Depleasuring
Among the pleasures of old age — a physical condition I had the honour of entering into, during February of 2021 — is that one is given the opportunity to give up several of one’s pleasures. This isn’t offered as a choice, however. One simply cannot do what one was, perhaps habitually, doing before; although in some cases an old pleasure is replaced by a new one. I used to love long walks, for instance. Now I do short walks, followed by a fall, and then, all the excitement of getting up again. Since my son got me a “walker” — or “stroller” as I call it — this pleasure, too, has almost departed. But one gets used to not falling over, as I have now discovered.

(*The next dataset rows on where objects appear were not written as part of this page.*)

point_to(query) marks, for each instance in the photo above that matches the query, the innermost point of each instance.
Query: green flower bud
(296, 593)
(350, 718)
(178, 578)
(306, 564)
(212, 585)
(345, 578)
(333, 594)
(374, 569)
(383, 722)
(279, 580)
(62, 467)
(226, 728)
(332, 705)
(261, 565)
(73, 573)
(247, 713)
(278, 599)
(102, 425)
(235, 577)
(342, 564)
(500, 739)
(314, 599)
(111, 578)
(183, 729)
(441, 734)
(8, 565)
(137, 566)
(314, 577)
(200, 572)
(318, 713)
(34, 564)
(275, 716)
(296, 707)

A truly cosmic pleasure, in my former life, was reading; and somewhat ancillary to that, shopping in “beukstores.” Indeed, when compelled to live in some over-populous city, I would quickly establish where the beukstores were located, and visit them often during my daily, long-distance walks. Two features of my life assisted this compulsion. The other was my freedom from even short-term employment. For some reason, and it began long ago, I had never thought of applying for a job. Leisure was preferable. Jobs were simply supplied to me, miraculously, whenever it seemed I might need one. Indeed, sometimes they were forced upon me, by the terminally well-intended, with moral arguments as discouraging as decisive.. For I was born into that class of men who simply won’t “sign on” to the dole. (This bespeaks white privilege.)

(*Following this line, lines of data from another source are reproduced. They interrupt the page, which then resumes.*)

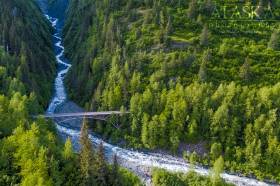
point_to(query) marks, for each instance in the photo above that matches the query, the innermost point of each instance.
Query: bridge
(93, 115)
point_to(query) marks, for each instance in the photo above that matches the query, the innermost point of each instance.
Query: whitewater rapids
(139, 162)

For nearly five years I have not been in a beukstore, except when some saintly person gives me a lift; for I live in Parkdale — Vallis Hortensis as I call it — a part of this vastly populous city in which there are no beukstores; and in which none is conceivable, because no one reads anything intentionally, except filthy trash. (There used to be some who could read a newspaper.)
Being without new beuks is certainly an advantage, which the Catholic Church once recognized, for she created the Index Librorum Prohibitorum, to help her members stay away from works deemed heretical or immoral. A quick glance at universal modern conditions will tell you it is gone, and the Wicked Pedia will tell you it was “cancelled” in 1966. By coincidence, even though not yet a Catholic, I decided not to obtain beuks published after the moon landing in 1969; for it seemed that the readable and interesting ones had already appeared.
I had already noticed that the selection of beuks, generally, had much contracted in the beukstores, to make room for gifts and beverages, so I suppose that my not being able to visit them is no great loss. For now that one is old, one realizes, … what?